車掌さんが明らかに渋い顔を見せた。その表情の意味はよくわからなかった。

「この電車は、点検のために大幅に遅れていましてね、次の駅で一時停車します。駅に食堂がついていますので、そちらでお食事を摂ってください」

点検なんて全く気付かなかったし、私はどれだけぐっすり寝ていたのか。車掌さんの言っている意味が分からなかったが、確かに電車に乗り遅れないことばかり考えていて、夕飯を食べ損ねていた。お腹はすいた。

やっと外に出たらしいが、真っ暗でよく見えない。深夜だから当然だ。小さい駅に消えそうな明かりが見える。

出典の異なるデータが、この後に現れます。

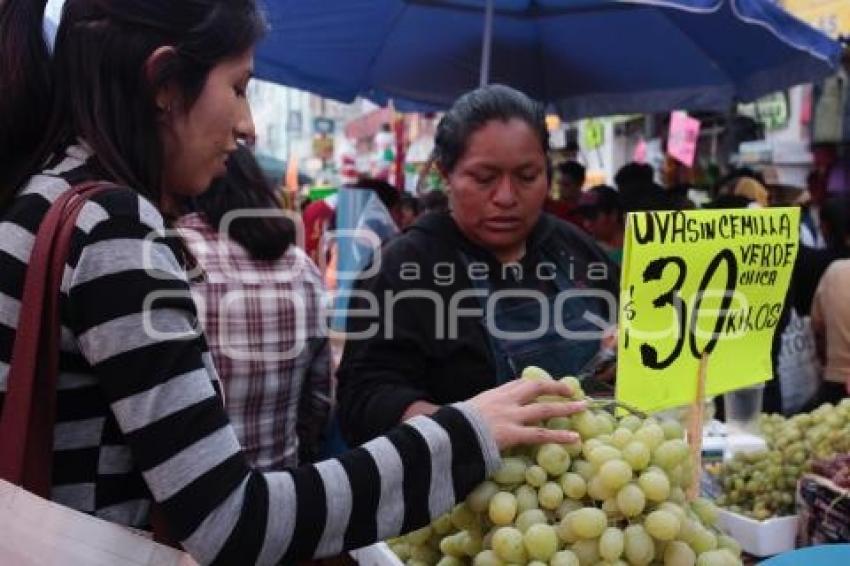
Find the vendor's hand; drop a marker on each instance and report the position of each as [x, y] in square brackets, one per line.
[510, 412]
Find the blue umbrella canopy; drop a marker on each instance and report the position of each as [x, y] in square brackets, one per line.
[583, 57]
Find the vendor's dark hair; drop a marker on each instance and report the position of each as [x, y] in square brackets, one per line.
[245, 187]
[474, 109]
[97, 88]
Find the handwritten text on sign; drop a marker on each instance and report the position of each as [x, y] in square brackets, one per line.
[710, 281]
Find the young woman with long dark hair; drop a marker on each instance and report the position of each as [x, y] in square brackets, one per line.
[150, 95]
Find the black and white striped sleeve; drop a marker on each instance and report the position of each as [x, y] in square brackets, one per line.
[135, 323]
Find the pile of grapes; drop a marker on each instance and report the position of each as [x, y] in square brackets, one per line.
[762, 484]
[615, 498]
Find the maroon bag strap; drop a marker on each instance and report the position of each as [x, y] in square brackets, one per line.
[29, 408]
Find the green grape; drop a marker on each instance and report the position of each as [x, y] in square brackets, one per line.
[564, 558]
[453, 545]
[553, 458]
[487, 558]
[526, 498]
[611, 509]
[602, 454]
[588, 523]
[442, 525]
[727, 542]
[689, 530]
[587, 551]
[503, 508]
[637, 455]
[650, 434]
[670, 454]
[703, 540]
[586, 425]
[584, 469]
[639, 548]
[662, 525]
[677, 495]
[535, 476]
[512, 471]
[528, 518]
[631, 500]
[706, 510]
[598, 491]
[565, 531]
[717, 558]
[611, 544]
[424, 553]
[479, 498]
[672, 429]
[607, 422]
[508, 545]
[678, 553]
[566, 506]
[615, 474]
[463, 517]
[590, 446]
[671, 507]
[534, 372]
[621, 437]
[550, 495]
[541, 541]
[631, 422]
[559, 423]
[574, 448]
[655, 485]
[573, 485]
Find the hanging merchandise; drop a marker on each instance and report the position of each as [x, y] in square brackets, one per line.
[832, 110]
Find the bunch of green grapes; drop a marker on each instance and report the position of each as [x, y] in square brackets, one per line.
[762, 484]
[615, 498]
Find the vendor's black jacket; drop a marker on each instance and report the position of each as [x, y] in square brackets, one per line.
[380, 377]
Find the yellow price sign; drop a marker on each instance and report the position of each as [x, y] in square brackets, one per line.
[703, 281]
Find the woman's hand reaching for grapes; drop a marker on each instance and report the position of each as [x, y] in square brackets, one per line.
[514, 417]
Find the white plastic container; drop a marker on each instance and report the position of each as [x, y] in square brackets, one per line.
[760, 538]
[376, 555]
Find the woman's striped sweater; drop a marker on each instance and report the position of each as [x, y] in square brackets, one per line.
[139, 415]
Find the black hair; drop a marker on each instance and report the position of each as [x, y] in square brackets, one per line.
[97, 86]
[835, 217]
[411, 202]
[574, 170]
[245, 187]
[474, 109]
[435, 201]
[388, 194]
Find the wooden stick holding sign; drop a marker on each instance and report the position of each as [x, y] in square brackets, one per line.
[695, 429]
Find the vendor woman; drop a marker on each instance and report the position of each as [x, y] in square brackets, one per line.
[464, 300]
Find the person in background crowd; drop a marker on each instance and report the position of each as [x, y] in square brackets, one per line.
[753, 190]
[604, 218]
[831, 322]
[571, 176]
[150, 96]
[435, 201]
[422, 352]
[408, 211]
[318, 218]
[812, 262]
[278, 405]
[638, 190]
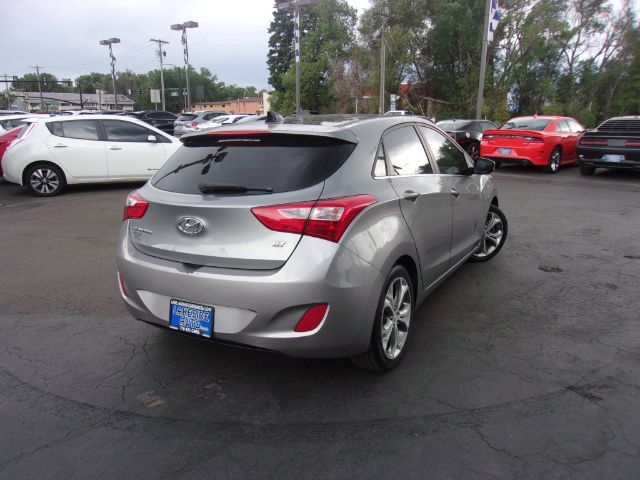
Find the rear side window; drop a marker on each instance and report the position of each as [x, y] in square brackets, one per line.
[120, 131]
[405, 152]
[282, 162]
[562, 127]
[80, 129]
[450, 160]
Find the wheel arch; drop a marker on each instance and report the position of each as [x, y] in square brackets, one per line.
[42, 162]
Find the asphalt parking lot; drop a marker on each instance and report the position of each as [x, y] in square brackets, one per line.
[524, 367]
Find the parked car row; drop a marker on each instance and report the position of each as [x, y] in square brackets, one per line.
[551, 142]
[51, 152]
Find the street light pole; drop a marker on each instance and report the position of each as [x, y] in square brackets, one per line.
[160, 53]
[37, 67]
[181, 96]
[110, 42]
[183, 27]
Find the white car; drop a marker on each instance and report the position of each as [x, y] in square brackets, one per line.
[220, 121]
[9, 122]
[57, 151]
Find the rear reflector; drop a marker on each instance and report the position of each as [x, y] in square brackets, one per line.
[123, 288]
[135, 206]
[312, 318]
[327, 218]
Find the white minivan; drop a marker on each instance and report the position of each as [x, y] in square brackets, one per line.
[57, 151]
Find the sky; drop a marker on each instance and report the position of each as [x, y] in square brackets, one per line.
[63, 35]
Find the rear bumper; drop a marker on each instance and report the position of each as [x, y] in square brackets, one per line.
[261, 308]
[521, 155]
[596, 157]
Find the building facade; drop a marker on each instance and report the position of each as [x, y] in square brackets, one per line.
[248, 105]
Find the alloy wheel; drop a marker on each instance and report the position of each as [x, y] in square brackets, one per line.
[44, 180]
[493, 235]
[396, 316]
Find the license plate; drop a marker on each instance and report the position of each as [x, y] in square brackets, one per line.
[191, 318]
[613, 158]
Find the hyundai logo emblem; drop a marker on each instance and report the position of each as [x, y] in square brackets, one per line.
[190, 226]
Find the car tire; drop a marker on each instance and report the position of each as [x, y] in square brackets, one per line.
[393, 321]
[44, 180]
[586, 170]
[494, 235]
[555, 159]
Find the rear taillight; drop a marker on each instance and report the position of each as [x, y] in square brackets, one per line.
[312, 318]
[327, 219]
[135, 207]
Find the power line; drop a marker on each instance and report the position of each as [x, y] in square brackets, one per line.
[160, 54]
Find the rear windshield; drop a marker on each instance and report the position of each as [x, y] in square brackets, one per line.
[281, 162]
[531, 123]
[454, 126]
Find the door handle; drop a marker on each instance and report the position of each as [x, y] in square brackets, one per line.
[411, 195]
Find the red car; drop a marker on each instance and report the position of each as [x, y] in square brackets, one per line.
[5, 141]
[544, 141]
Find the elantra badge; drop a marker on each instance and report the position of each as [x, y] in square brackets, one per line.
[191, 226]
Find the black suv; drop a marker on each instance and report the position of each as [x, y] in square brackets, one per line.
[614, 144]
[157, 118]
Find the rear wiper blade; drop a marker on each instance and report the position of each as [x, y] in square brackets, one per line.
[212, 188]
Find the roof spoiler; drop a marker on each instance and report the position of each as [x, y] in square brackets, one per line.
[274, 117]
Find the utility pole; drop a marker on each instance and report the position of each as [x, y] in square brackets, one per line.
[483, 60]
[295, 6]
[161, 54]
[37, 67]
[383, 52]
[183, 27]
[6, 83]
[110, 42]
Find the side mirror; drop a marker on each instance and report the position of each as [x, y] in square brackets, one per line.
[484, 166]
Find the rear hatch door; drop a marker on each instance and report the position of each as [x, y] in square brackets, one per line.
[274, 168]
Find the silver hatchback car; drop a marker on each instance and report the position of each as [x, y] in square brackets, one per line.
[314, 240]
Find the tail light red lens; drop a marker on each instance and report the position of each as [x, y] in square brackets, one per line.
[135, 207]
[311, 318]
[327, 219]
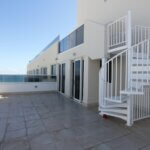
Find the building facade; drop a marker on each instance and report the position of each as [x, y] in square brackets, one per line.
[86, 61]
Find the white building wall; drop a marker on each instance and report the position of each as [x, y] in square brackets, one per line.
[104, 11]
[27, 87]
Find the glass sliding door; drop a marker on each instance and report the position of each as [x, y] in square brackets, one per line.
[63, 78]
[60, 78]
[77, 79]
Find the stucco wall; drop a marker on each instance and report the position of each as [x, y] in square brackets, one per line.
[46, 59]
[104, 11]
[27, 87]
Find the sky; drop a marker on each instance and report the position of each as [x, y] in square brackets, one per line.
[28, 26]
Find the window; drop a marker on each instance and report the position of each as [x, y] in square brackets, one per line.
[80, 35]
[45, 71]
[72, 40]
[53, 70]
[37, 71]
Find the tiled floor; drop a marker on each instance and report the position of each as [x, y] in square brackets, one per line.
[52, 122]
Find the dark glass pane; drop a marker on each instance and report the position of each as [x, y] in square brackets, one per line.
[73, 39]
[80, 35]
[77, 79]
[82, 78]
[72, 79]
[63, 78]
[59, 77]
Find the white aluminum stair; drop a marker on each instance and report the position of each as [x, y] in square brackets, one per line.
[124, 117]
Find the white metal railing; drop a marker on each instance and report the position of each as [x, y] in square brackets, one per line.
[117, 33]
[141, 105]
[140, 70]
[115, 77]
[139, 34]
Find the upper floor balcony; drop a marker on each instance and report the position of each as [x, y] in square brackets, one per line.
[72, 40]
[123, 33]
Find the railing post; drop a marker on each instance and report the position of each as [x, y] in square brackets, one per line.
[102, 86]
[129, 34]
[130, 111]
[130, 100]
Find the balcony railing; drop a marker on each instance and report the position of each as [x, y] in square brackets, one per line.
[26, 78]
[72, 40]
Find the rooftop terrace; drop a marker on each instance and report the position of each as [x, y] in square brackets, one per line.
[49, 121]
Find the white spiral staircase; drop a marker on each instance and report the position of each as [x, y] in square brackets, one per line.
[126, 75]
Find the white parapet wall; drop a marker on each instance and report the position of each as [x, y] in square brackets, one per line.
[27, 87]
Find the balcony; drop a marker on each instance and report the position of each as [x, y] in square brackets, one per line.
[72, 40]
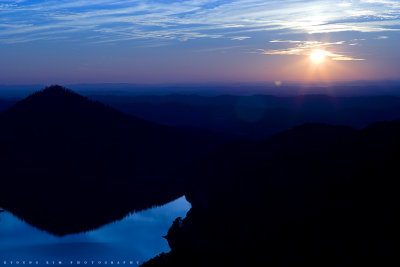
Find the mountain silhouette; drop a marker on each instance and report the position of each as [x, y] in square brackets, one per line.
[315, 195]
[69, 164]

電車を降りると、やはりほかに誰も降りる人はいなかった。暗い駅舎の二階に明かりがついていて、そこが食堂だった。良いにおいがする。レストランの中には、地元の人だろうか、おじいさんがご飯を食べている。車掌さんがレストランの人と何か小さい声で話していた。レストランの人は私をじっと見ている。

「今日はお疲れでしょうから、サービスしますよ」

出してくれたハンバーグは暖かくておいしかった。こんな時間まで駅の食堂がやっていることは少し不思議だ。誰が使うのだろう。食べ終わって満腹となり、少し冷静になると、食べ物に夢中だったせいで気づかなかったのだが、客のおじいさんが奇妙なことにようやく気付いた。まず、食べるのが異常に遅い。私が店に入った時はもうすでに食べていたはずなのに、まだ食べている。というか、距離が離れているからよくは見えないが、全然減っていないのではないか。そして、その後ろ姿が、なにやら不気味なのだ。説明はできないけれど、生気がない。そもそも、こんな時間に、なぜ、というごく基本的な疑問がある。不気味なのだが、こんな遠方の地で逃げたしたところで、行くあてもないのだ。

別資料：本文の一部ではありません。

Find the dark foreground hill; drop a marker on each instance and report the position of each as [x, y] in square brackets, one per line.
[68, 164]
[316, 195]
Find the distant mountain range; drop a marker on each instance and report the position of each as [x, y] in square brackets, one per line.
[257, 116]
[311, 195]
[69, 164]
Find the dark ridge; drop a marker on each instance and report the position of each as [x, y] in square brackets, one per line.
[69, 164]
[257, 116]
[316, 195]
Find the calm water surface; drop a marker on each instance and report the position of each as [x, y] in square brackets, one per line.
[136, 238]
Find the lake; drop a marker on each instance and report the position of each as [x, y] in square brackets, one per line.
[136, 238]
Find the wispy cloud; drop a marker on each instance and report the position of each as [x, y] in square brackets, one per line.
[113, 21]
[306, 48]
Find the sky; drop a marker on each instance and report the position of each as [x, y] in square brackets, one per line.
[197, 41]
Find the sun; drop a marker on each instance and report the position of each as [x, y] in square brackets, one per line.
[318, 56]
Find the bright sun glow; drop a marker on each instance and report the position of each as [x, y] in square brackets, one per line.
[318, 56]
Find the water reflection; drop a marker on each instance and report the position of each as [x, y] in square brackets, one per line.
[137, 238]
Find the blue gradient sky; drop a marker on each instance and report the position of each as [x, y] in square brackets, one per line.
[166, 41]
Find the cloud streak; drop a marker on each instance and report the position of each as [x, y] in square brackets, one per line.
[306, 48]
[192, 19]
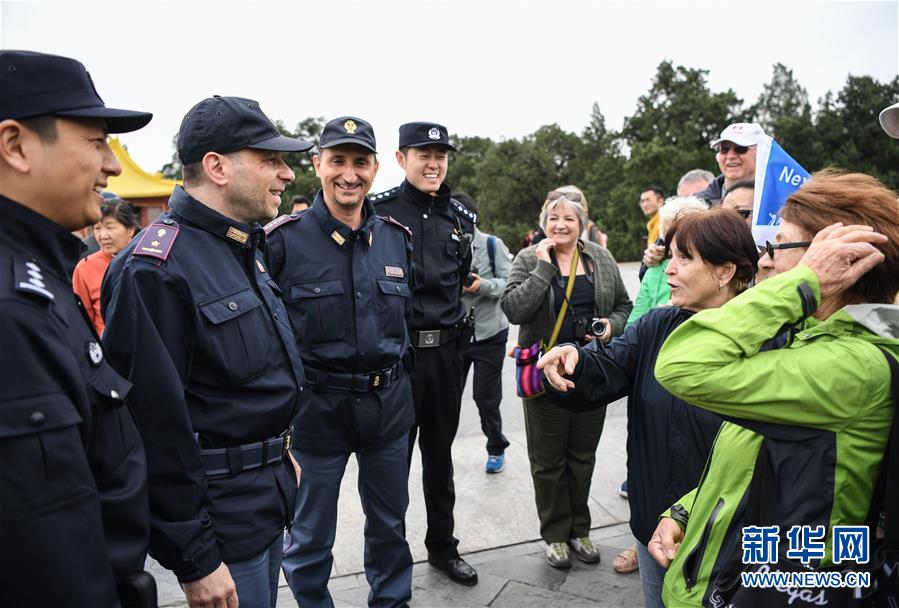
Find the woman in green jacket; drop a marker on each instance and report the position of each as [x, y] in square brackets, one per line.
[831, 382]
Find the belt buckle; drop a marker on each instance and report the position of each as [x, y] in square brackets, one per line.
[429, 339]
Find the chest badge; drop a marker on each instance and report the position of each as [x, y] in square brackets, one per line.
[94, 352]
[394, 272]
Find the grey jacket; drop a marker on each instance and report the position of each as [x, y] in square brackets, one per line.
[528, 299]
[489, 319]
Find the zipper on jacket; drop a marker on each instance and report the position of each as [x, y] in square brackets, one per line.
[694, 560]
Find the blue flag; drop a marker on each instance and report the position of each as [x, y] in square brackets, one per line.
[776, 176]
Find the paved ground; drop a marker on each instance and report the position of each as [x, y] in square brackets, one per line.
[496, 523]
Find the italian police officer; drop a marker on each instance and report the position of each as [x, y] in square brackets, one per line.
[74, 508]
[442, 230]
[344, 272]
[195, 321]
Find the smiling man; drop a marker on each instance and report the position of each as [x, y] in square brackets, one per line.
[345, 273]
[735, 152]
[196, 323]
[442, 231]
[74, 506]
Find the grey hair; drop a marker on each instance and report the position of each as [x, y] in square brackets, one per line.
[580, 209]
[695, 175]
[677, 206]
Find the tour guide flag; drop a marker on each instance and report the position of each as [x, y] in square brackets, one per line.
[776, 176]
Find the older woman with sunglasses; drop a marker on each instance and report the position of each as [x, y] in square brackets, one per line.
[562, 444]
[807, 424]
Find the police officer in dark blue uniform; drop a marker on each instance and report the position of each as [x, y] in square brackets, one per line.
[74, 519]
[344, 272]
[442, 230]
[195, 321]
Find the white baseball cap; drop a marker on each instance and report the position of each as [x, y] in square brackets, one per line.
[741, 133]
[889, 120]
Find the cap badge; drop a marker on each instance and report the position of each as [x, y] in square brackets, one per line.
[237, 235]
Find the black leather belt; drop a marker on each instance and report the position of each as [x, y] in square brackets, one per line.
[432, 338]
[228, 462]
[357, 383]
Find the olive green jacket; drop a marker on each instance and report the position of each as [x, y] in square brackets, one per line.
[528, 298]
[831, 378]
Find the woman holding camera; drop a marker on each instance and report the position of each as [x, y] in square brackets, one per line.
[713, 258]
[562, 444]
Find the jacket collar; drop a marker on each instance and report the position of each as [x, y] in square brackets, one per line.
[52, 246]
[423, 198]
[238, 234]
[339, 232]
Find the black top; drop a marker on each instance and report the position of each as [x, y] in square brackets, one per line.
[442, 230]
[348, 297]
[70, 452]
[194, 318]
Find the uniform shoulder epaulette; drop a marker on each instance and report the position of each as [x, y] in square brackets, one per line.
[463, 210]
[158, 239]
[384, 196]
[280, 221]
[29, 277]
[390, 220]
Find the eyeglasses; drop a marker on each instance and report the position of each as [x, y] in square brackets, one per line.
[574, 197]
[726, 147]
[771, 247]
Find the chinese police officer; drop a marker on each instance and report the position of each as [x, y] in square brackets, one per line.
[195, 320]
[344, 273]
[73, 511]
[442, 230]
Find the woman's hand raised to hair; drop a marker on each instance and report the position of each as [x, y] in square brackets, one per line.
[559, 361]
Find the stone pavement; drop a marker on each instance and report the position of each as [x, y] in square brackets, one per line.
[496, 523]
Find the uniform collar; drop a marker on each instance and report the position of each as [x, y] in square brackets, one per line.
[339, 232]
[423, 198]
[52, 246]
[238, 234]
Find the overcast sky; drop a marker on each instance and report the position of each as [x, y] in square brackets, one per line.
[497, 69]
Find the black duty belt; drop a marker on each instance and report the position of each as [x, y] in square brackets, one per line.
[228, 462]
[356, 383]
[432, 338]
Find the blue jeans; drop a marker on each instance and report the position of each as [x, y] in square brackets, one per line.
[652, 576]
[384, 491]
[257, 578]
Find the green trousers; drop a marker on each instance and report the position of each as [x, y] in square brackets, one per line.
[562, 452]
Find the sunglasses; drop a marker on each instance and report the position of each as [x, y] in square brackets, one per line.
[726, 147]
[770, 247]
[574, 197]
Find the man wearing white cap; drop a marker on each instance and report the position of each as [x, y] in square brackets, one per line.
[736, 158]
[889, 120]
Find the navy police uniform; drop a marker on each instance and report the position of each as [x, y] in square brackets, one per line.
[74, 519]
[442, 230]
[348, 297]
[195, 320]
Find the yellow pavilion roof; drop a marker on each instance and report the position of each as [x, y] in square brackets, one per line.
[134, 182]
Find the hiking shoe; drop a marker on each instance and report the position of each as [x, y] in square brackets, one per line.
[584, 550]
[495, 464]
[557, 555]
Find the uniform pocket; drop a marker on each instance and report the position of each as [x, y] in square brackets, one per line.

レストランの人にお金を払おうとすると、不要だと言われた。何かおかしい。思い切って、あのおじいさんのことを聞いてみた。

「あの人って、」

「ああ、あなたはやはりわかってしまう方でしたか」

いや、わかってしまう方って、どういう意味なのか。わからないから聞いたのに。

「ご推察のとおり、あの方は生きている方ではない、ここはそういうお店です。だから、あなたのような方は来てはいけないのだけれど、ごくまれに迷い込んでしまうので、」

そこまで言われて、私はパニックで質問攻めにした。あまり詳しくは覚えていないのでけれど、私は死んだのか、とか、どうやれば戻れるのか、とか、もう訳が分からず、恐ろしい気持ちでいっぱいだった。

「大丈夫、落ち着いて、元の電車に乗って帰ってください。ほら、車掌が戻ってきた」

この後、変な話だが、元の電車に乗って、うつらうつらしていたら、本来乗っていたはずの電車の終点で、別の車掌に起こされた。